I do not have a problem with rappers; it is odd that a Catholic school would get a rapper who sings about taking girls home after getting them drunk.
It’s cool that Mercyhurst has an on-campus event like Spring Fest where students can cool off from the studying and drama of daily life to just relax and have some fun.
However, having an event where students get drunk (we need to admit that it happens here), while listening to songs about getting drunk (as well as other unmentionable activities) does not reflect well on the school’s Catholic reputation. If students who are of age wish to get a little tipsy at this event, then all power to them, but having an artist who practically promotes getting drunk on a college campus is not a good decision.
T-Pain’s lyrics don’t go with the values Mercyhurst claims to have.
T-Pain has the ability to rap, and in listening to his music in preparation for this article, he has a good voice. His lyrics are what get me.
However, he has a song called “Bartender” that is a four-minute declaration of love for a bartender that is surprisingly sweet.

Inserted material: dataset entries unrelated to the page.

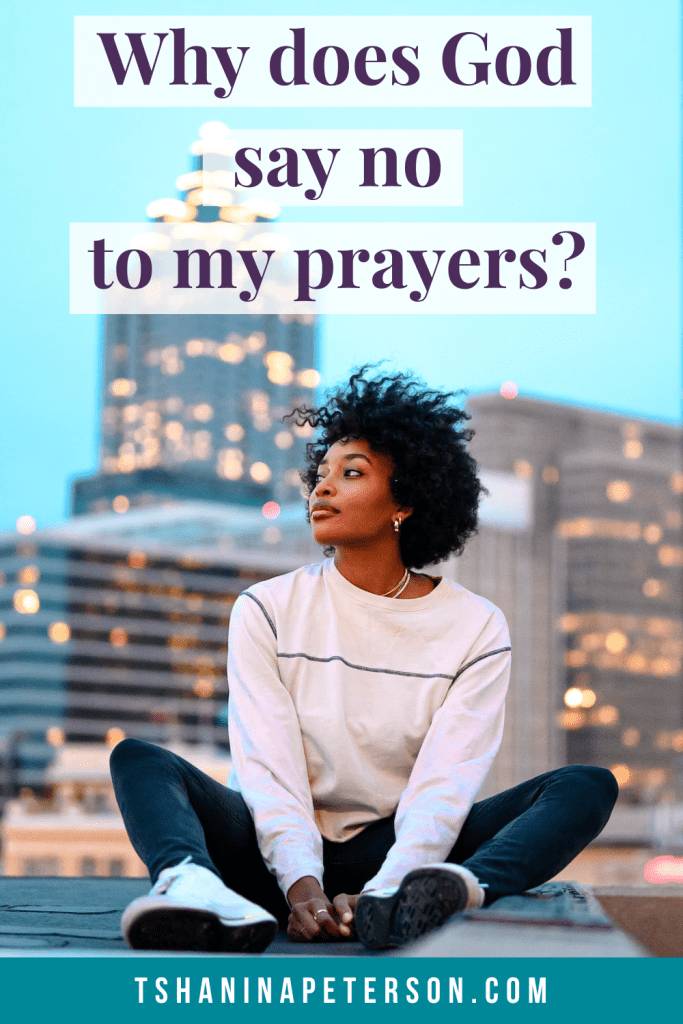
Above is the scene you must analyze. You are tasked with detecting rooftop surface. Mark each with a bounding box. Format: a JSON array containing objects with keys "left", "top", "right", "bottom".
[{"left": 1, "top": 878, "right": 678, "bottom": 957}]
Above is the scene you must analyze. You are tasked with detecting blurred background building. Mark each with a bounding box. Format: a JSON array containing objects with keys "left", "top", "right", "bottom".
[{"left": 0, "top": 123, "right": 681, "bottom": 883}]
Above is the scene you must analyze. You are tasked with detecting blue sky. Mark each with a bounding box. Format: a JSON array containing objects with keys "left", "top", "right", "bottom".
[{"left": 1, "top": 0, "right": 680, "bottom": 532}]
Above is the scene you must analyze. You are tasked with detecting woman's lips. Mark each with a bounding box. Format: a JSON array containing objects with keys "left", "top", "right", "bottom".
[{"left": 311, "top": 508, "right": 338, "bottom": 520}]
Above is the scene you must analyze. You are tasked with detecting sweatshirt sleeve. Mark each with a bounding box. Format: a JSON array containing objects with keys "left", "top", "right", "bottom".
[
  {"left": 227, "top": 591, "right": 324, "bottom": 899},
  {"left": 362, "top": 607, "right": 511, "bottom": 892}
]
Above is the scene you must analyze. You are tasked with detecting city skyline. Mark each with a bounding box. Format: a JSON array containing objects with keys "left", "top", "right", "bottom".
[{"left": 2, "top": 0, "right": 681, "bottom": 533}]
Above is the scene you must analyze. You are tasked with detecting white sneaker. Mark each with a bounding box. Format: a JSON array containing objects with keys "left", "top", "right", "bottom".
[
  {"left": 355, "top": 863, "right": 485, "bottom": 950},
  {"left": 121, "top": 857, "right": 279, "bottom": 952}
]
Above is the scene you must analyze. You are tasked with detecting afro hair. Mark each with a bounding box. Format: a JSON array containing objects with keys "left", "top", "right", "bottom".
[{"left": 287, "top": 366, "right": 484, "bottom": 569}]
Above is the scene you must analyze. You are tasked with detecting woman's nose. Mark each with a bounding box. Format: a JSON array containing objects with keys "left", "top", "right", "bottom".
[{"left": 315, "top": 476, "right": 334, "bottom": 496}]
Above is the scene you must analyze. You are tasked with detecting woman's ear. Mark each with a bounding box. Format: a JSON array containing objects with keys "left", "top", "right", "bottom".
[{"left": 397, "top": 507, "right": 414, "bottom": 522}]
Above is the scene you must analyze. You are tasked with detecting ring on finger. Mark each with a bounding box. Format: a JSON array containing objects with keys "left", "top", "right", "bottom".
[{"left": 312, "top": 909, "right": 326, "bottom": 922}]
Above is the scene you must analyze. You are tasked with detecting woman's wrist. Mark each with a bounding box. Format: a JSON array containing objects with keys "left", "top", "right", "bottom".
[{"left": 287, "top": 875, "right": 326, "bottom": 907}]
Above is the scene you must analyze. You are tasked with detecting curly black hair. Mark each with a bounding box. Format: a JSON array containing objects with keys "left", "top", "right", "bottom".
[{"left": 286, "top": 366, "right": 484, "bottom": 569}]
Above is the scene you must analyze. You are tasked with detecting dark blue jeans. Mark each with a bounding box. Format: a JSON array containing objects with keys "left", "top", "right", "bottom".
[{"left": 110, "top": 738, "right": 617, "bottom": 928}]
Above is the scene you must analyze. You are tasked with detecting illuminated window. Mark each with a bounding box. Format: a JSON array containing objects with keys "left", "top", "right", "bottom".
[
  {"left": 193, "top": 430, "right": 212, "bottom": 458},
  {"left": 605, "top": 631, "right": 628, "bottom": 654},
  {"left": 48, "top": 622, "right": 71, "bottom": 644},
  {"left": 127, "top": 551, "right": 147, "bottom": 569},
  {"left": 146, "top": 198, "right": 193, "bottom": 222},
  {"left": 109, "top": 629, "right": 128, "bottom": 647},
  {"left": 626, "top": 653, "right": 647, "bottom": 672},
  {"left": 0, "top": 623, "right": 5, "bottom": 641},
  {"left": 610, "top": 764, "right": 631, "bottom": 787},
  {"left": 217, "top": 448, "right": 244, "bottom": 480},
  {"left": 193, "top": 678, "right": 214, "bottom": 698},
  {"left": 112, "top": 495, "right": 130, "bottom": 514},
  {"left": 106, "top": 728, "right": 126, "bottom": 748},
  {"left": 297, "top": 369, "right": 321, "bottom": 388},
  {"left": 622, "top": 728, "right": 640, "bottom": 748},
  {"left": 670, "top": 473, "right": 683, "bottom": 494},
  {"left": 110, "top": 378, "right": 137, "bottom": 398},
  {"left": 218, "top": 342, "right": 244, "bottom": 363},
  {"left": 565, "top": 651, "right": 587, "bottom": 668},
  {"left": 513, "top": 460, "right": 533, "bottom": 479},
  {"left": 16, "top": 515, "right": 36, "bottom": 535},
  {"left": 165, "top": 421, "right": 183, "bottom": 441},
  {"left": 117, "top": 455, "right": 136, "bottom": 473},
  {"left": 46, "top": 727, "right": 65, "bottom": 747},
  {"left": 193, "top": 403, "right": 214, "bottom": 422},
  {"left": 563, "top": 688, "right": 582, "bottom": 708},
  {"left": 542, "top": 465, "right": 559, "bottom": 484},
  {"left": 225, "top": 423, "right": 244, "bottom": 442},
  {"left": 665, "top": 509, "right": 682, "bottom": 529},
  {"left": 556, "top": 518, "right": 641, "bottom": 540},
  {"left": 245, "top": 331, "right": 266, "bottom": 353},
  {"left": 264, "top": 351, "right": 294, "bottom": 385},
  {"left": 18, "top": 566, "right": 40, "bottom": 585},
  {"left": 659, "top": 545, "right": 683, "bottom": 567},
  {"left": 123, "top": 404, "right": 140, "bottom": 423},
  {"left": 558, "top": 709, "right": 584, "bottom": 730},
  {"left": 606, "top": 480, "right": 632, "bottom": 503},
  {"left": 643, "top": 524, "right": 662, "bottom": 544},
  {"left": 623, "top": 440, "right": 643, "bottom": 459},
  {"left": 595, "top": 705, "right": 619, "bottom": 726},
  {"left": 14, "top": 589, "right": 40, "bottom": 614},
  {"left": 275, "top": 430, "right": 294, "bottom": 450},
  {"left": 250, "top": 462, "right": 272, "bottom": 484}
]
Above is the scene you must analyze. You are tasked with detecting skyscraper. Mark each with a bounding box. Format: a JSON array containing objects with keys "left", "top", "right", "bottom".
[
  {"left": 72, "top": 122, "right": 318, "bottom": 516},
  {"left": 450, "top": 393, "right": 683, "bottom": 807}
]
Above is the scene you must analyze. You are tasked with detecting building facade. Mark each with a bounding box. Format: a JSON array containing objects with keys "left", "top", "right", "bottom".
[
  {"left": 0, "top": 506, "right": 319, "bottom": 790},
  {"left": 72, "top": 123, "right": 318, "bottom": 517},
  {"left": 448, "top": 393, "right": 683, "bottom": 807}
]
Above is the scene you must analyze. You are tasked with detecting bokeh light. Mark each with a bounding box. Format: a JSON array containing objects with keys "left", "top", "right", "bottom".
[
  {"left": 45, "top": 726, "right": 66, "bottom": 747},
  {"left": 48, "top": 622, "right": 71, "bottom": 644},
  {"left": 262, "top": 502, "right": 281, "bottom": 520},
  {"left": 500, "top": 381, "right": 518, "bottom": 399},
  {"left": 14, "top": 589, "right": 39, "bottom": 614},
  {"left": 610, "top": 763, "right": 631, "bottom": 787},
  {"left": 16, "top": 515, "right": 36, "bottom": 535},
  {"left": 106, "top": 727, "right": 126, "bottom": 748},
  {"left": 644, "top": 856, "right": 683, "bottom": 884}
]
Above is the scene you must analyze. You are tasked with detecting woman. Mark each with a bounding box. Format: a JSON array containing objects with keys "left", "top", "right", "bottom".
[{"left": 111, "top": 368, "right": 618, "bottom": 953}]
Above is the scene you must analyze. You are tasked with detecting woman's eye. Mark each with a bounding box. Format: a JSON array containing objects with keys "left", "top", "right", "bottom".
[{"left": 345, "top": 469, "right": 362, "bottom": 477}]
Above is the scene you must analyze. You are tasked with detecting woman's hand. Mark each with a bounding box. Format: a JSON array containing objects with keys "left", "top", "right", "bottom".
[{"left": 286, "top": 877, "right": 359, "bottom": 942}]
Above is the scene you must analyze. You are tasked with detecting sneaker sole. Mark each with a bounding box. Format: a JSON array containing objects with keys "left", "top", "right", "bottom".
[
  {"left": 125, "top": 904, "right": 278, "bottom": 953},
  {"left": 356, "top": 867, "right": 469, "bottom": 950}
]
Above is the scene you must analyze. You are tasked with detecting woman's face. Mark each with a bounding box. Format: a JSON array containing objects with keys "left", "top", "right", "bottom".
[{"left": 308, "top": 438, "right": 409, "bottom": 549}]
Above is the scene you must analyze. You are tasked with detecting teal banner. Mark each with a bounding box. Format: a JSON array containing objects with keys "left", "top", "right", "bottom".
[{"left": 0, "top": 956, "right": 679, "bottom": 1023}]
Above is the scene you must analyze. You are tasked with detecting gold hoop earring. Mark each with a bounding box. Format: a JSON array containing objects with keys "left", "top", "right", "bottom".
[{"left": 393, "top": 518, "right": 401, "bottom": 533}]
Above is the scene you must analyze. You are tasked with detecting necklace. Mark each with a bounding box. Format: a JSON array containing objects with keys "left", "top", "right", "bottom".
[{"left": 381, "top": 567, "right": 410, "bottom": 598}]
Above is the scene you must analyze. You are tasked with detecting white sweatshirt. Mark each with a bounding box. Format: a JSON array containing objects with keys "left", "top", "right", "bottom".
[{"left": 226, "top": 558, "right": 511, "bottom": 899}]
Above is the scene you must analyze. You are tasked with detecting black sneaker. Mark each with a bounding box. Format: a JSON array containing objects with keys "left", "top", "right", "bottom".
[{"left": 355, "top": 863, "right": 484, "bottom": 950}]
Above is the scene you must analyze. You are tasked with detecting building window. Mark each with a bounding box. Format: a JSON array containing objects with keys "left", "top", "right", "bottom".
[{"left": 23, "top": 858, "right": 60, "bottom": 876}]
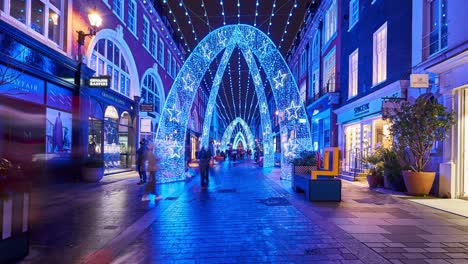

It is not necessarily a bad song; in fact, I would almost call it romantic.
That romantic side is totally absent in his song “Take Your Shirt Off,” about him trying to get a girl to do what the title implies and let nature take its course.
While it’s meant to be a party song, this is a Catholic campus, and it is a questionable decision to let him play at Springfest.
T-Pain is probably a nice person in real life, and I respect his accomplishments in the music industry, but he should not play at Spring Fest.
I do not want to sound like I’m on a soapbox, but I would like to know how and why the school decided to ask T-Pain to play this year.
My best guess would be because he’s popular with my generation, he can sing well, and his songs have a good, fun beat. I bear the unfortunate trait of listening more to the lyrics of a song than the beat itself, to see what the song is about instead of just saying “it sounds good.”
Like dialogue in a screenplay, lyrics in a song are what determine its longevity. Many of the Beatles’ greatest songs are remembered for their catchy lyrics along with their beats, something that should come naturally to a singer or artist.
Because of that, the lyrics of T-Pain’s songs are just not something I want to hear on a Catholic campus. I am not overly religious, but it is an odd choice.